Vente d'Alstom : Le dessous des Cartes.
Dans son dernier livre, Le Choc des empires. Etats-Unis, Chine, Allemagne : qui dominera
l'économie-monde ? (Le
Débat, Gallimard, 2014), il analyse la guerre économique que se livrent les
trois grands empires qui règnent en maitres sur la mondialisation : les
Etats-Unis, la Chine et l'Allemagne.
PROPOS RECCUEILLIS PAR : Alexandre Devecchio@Alex_devecch
Vendredi 19 décembre, dans un complet silence médiatique, les actionnaires d'Alstom ont approuvé à la quasi-unanimité le passage sous pavillon américain du pôle énergie du fleuron industriel. 70% des activités d'Alstom sont donc vendues au conglomérat General Electric (GE). Que cela signifie-t-il concrètement ?
Quel rôle à joué Emmanuel Macron ?
Le protocole d'accord approuvé par Emmanuel Macron en novembre et voté par l'assemblée générale d'Alstom, le 19 décembre, est proprement hallucinant ! tant il fait la part belle à Général Electric et ne correspond pas à ce qui avait été négocié et présenté au printemps dernier.

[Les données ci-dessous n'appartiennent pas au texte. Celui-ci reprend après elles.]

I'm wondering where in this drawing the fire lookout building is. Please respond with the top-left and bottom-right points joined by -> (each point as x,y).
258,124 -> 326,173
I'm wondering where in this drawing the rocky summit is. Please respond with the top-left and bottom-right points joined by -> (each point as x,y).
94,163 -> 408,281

Au-delà des éléments de langage des communicants
et de la défense de Patrick Kron, il s'agit, bel et bien de la vente -
oserais-je dire, pour un plat de lentilles - d'un des derniers et des plus
beaux fleurons de l'industrie française à General Electric.
Pour comprendre les enjeux, il faut rappeler
quelques faits. Le marché mondial de la production d'électricité, des turbines,
est dominé par quatre entreprises : Siemens, Mitsubishi, General Electric et
Alstom. Le groupe français détient 20 % du parc mondial des turbines à vapeur.
Il est numéro un pour les centrales à charbon et hydrauliques. Alstom Grid,
spécialisé dans le transport de l'électricité, est également un des leaders
mondiaux. Mais c'est dans le nucléaire qu'Alstom était devenu un acteur
incontournable. Avec 178 turbines installées, il couvre 30 % du parc nucléaire
mondial. Ses nouvelles turbines, Arabelle sont considérées comme les plus
fiables du monde et assurent 60 ans de cycle de vie aux centrales nucléaires.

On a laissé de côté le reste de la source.